Il y a un aspect assez excentrique qui imprègne toute la production, de la délirante scénographie d’Odile Gamache aux costumes flamboyants d’Elen Ewing, sans oublier la narration fort sympathique de Dany Laferrière, qui prête sa voix à Rabelais lui-même, venant interpeller les personnages directement.
Philippe Cyr signe une mise en scène fort inventive et nous en met plein les yeux avec des trouvailles fort réjouissantes. Il faut aussi saluer l’immense travail d’adaptation qu’a fait Gabriel Plante, parvenant à accoucher d’un récit cohérent en utilisant des centaines de pages des deux romans de l’auteur.

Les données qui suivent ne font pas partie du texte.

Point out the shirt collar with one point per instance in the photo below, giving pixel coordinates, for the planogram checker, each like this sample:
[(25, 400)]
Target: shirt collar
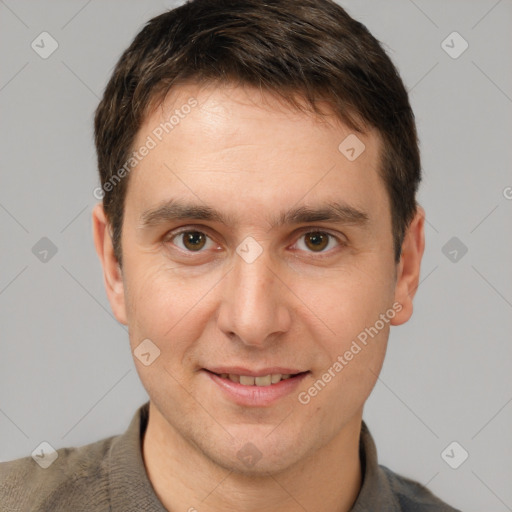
[(131, 490)]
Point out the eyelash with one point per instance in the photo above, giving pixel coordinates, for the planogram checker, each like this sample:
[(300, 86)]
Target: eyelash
[(190, 229)]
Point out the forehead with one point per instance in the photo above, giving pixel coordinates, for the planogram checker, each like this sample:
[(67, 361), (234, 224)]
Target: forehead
[(226, 143)]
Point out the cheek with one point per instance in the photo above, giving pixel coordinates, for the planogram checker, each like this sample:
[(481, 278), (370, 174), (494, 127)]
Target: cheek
[(162, 304)]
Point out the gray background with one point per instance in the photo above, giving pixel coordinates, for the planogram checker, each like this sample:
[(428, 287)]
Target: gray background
[(66, 372)]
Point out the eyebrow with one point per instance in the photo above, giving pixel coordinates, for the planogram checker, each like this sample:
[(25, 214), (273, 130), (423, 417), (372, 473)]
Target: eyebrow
[(175, 209)]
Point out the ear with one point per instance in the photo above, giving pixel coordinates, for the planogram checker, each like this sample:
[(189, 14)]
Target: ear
[(408, 269), (112, 274)]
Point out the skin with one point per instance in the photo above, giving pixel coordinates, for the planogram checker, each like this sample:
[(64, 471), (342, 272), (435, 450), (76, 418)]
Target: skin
[(251, 157)]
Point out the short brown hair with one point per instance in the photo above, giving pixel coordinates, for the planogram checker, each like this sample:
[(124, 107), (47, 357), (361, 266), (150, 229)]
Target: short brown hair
[(310, 49)]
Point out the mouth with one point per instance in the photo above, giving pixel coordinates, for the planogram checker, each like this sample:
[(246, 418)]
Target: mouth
[(255, 388), (264, 380)]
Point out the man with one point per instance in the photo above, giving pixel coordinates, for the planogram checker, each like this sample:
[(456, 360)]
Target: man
[(259, 234)]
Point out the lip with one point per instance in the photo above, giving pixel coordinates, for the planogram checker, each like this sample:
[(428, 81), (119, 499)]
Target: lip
[(255, 396), (239, 370)]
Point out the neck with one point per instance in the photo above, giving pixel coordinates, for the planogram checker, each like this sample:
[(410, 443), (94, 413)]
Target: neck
[(185, 479)]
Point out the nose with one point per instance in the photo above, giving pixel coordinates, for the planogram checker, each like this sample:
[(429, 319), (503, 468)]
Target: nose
[(255, 306)]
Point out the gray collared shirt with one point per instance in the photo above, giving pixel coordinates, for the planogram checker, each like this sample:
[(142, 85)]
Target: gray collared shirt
[(109, 475)]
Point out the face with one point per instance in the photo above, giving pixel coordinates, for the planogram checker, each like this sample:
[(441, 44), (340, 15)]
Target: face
[(254, 248)]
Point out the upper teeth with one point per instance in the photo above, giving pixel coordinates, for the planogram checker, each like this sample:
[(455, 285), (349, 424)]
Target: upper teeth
[(264, 380)]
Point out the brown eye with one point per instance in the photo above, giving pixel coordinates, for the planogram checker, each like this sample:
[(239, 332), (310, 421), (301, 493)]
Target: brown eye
[(316, 241), (193, 240)]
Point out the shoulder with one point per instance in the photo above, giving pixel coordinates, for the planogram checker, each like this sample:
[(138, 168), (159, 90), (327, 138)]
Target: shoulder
[(77, 477), (412, 496)]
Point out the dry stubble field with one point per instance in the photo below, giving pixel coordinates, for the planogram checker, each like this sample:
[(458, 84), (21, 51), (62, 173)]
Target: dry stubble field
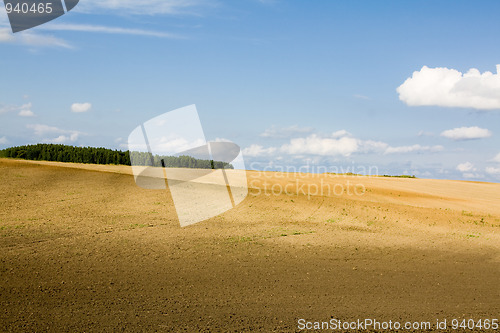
[(84, 249)]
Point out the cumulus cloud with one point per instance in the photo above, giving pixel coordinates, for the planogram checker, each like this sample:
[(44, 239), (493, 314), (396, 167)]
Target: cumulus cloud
[(25, 110), (466, 167), (285, 132), (80, 107), (467, 133), (446, 87), (413, 149), (52, 134)]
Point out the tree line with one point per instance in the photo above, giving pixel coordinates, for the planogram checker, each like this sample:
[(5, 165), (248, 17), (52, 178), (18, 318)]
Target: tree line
[(92, 155)]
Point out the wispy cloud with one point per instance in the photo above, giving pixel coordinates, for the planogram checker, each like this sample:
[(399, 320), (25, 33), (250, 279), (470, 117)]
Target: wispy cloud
[(285, 132), (467, 133), (107, 30), (450, 88), (30, 38), (53, 134), (80, 107), (340, 143), (413, 149), (144, 7), (23, 110)]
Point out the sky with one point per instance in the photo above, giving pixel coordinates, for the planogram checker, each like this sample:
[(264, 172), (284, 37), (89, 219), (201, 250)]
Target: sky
[(400, 87)]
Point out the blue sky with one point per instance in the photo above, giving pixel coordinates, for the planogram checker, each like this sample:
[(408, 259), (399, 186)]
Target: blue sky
[(292, 82)]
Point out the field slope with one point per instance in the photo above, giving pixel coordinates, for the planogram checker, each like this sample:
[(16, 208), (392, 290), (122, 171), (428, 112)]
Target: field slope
[(82, 248)]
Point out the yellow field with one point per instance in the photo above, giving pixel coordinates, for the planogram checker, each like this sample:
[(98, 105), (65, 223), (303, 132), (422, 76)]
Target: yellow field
[(84, 249)]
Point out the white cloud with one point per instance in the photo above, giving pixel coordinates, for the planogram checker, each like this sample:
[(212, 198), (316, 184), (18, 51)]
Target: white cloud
[(340, 143), (144, 7), (80, 107), (358, 96), (107, 30), (31, 38), (62, 135), (467, 133), (413, 149), (257, 150), (26, 113), (285, 132), (315, 145), (446, 87), (466, 167)]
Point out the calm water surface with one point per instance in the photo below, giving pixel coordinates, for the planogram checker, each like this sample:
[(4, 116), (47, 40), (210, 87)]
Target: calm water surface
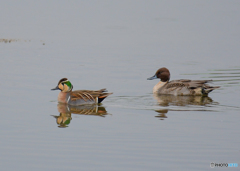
[(118, 45)]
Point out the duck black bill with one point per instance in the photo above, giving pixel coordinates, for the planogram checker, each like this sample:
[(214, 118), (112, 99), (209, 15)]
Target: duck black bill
[(56, 88), (153, 77)]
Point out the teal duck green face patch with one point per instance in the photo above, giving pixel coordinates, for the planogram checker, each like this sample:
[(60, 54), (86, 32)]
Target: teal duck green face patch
[(69, 84)]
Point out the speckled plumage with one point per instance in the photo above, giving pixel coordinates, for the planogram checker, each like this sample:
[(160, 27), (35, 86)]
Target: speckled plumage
[(180, 87)]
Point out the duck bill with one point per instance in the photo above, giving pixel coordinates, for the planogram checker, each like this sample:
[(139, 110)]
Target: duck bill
[(56, 88), (153, 77)]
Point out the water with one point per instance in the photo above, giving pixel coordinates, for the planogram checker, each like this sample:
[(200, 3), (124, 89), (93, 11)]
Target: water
[(118, 45)]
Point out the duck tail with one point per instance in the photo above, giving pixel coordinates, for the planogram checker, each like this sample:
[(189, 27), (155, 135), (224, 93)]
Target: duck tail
[(207, 90), (103, 96)]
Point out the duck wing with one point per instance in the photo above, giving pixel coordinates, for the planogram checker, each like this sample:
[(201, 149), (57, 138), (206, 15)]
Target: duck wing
[(90, 95)]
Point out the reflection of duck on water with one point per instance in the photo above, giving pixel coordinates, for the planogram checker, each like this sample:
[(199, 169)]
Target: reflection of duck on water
[(66, 111), (167, 100)]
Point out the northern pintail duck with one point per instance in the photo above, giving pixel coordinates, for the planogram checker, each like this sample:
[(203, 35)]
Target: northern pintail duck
[(78, 97), (179, 87)]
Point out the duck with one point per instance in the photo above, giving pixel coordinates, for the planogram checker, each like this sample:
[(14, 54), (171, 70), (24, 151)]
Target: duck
[(78, 97), (180, 87)]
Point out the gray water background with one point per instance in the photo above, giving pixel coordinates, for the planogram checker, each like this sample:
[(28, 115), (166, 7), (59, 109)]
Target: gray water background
[(117, 45)]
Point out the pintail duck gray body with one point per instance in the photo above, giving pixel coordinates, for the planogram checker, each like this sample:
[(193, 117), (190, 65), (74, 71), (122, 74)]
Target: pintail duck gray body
[(180, 87), (78, 97)]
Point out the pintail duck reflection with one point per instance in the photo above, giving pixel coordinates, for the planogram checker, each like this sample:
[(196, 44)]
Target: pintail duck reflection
[(66, 111), (78, 97), (166, 100), (180, 87)]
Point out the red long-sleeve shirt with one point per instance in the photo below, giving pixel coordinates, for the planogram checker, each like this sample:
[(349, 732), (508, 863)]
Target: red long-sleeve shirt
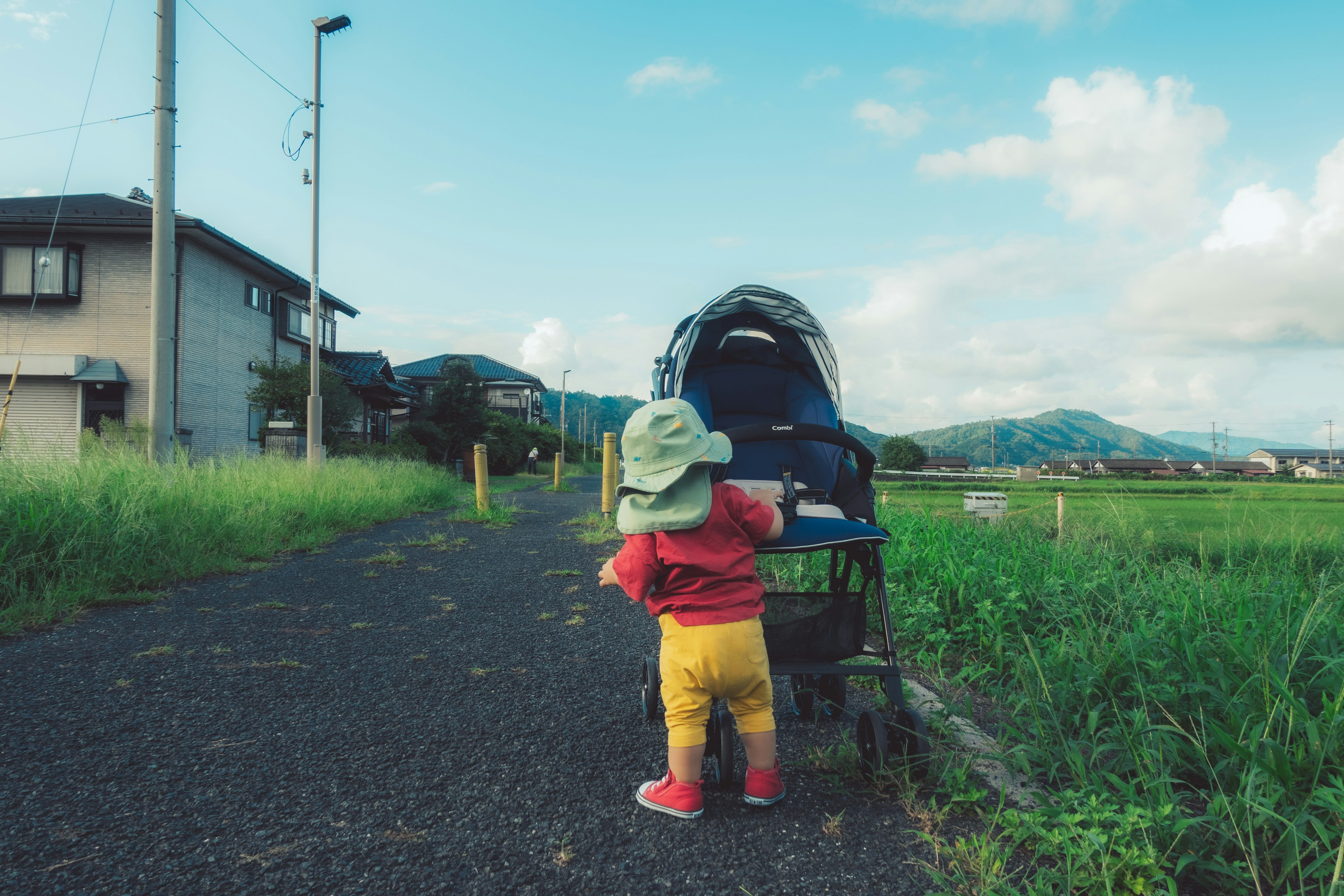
[(704, 575)]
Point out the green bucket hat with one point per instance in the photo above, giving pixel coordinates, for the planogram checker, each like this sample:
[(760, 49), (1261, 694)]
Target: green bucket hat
[(667, 452)]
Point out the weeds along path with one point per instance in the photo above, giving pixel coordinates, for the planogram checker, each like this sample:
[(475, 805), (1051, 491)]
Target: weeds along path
[(430, 724)]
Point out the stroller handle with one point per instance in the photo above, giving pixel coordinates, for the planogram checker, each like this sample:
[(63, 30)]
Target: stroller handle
[(807, 433)]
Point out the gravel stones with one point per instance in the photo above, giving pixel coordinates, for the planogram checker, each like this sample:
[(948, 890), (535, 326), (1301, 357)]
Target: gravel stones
[(502, 762)]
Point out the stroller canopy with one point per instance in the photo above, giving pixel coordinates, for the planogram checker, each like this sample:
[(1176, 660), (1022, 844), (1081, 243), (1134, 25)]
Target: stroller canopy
[(747, 303)]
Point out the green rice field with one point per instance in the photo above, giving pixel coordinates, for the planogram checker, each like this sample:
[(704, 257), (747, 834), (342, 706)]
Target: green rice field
[(1168, 672)]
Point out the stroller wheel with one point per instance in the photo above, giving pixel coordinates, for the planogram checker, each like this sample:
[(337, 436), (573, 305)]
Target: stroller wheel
[(650, 688), (718, 747), (803, 690), (873, 743), (909, 738), (832, 690)]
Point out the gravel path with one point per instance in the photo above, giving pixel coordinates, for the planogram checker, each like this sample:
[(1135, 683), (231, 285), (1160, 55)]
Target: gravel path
[(456, 743)]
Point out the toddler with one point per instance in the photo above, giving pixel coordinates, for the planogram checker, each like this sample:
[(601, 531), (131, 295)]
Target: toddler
[(690, 556)]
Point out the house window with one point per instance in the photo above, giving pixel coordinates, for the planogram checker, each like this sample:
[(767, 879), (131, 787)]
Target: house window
[(37, 269), (257, 298), (299, 323), (256, 420)]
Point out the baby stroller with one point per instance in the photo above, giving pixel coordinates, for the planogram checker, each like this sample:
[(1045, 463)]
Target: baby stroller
[(758, 367)]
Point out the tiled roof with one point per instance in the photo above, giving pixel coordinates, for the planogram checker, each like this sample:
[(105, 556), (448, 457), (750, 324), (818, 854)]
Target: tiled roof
[(368, 369), (486, 367)]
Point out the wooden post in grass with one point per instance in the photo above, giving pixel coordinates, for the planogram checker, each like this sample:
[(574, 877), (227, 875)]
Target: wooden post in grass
[(483, 480), (608, 472)]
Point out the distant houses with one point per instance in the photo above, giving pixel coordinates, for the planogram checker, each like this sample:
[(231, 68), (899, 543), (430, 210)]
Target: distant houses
[(949, 464), (1155, 468)]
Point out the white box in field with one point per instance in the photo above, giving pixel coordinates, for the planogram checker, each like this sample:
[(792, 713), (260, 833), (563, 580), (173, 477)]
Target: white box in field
[(984, 504)]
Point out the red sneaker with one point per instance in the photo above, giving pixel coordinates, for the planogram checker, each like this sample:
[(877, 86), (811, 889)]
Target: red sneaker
[(764, 788), (672, 797)]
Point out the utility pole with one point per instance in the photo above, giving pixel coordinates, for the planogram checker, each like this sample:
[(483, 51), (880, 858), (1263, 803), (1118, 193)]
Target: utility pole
[(564, 377), (1330, 468), (991, 444), (163, 238), (316, 450)]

Malgré tous ces éléments qui nous prédisposaient à apprécier l’expérience, on se lasse assez rapidement des enjeux d’un autre âge dont discutent les personnages et des répliques scabreuses qui se multiplient. On a du mal à comprendre quelle est la leçon à retenir et ce que les auteurs essaient de nous dire, et on perd malheureusement une partie de notre intérêt dès la moitié du récit, alors que les chapitres deviennent chaotiques et les imprécations des comédiens parfois inaudibles au milieu d’un fracas généralisé.
Dans le cadre d’une pièce qui célèbre l’appétit, ça ne manque pas de nous laisser sur notre faim.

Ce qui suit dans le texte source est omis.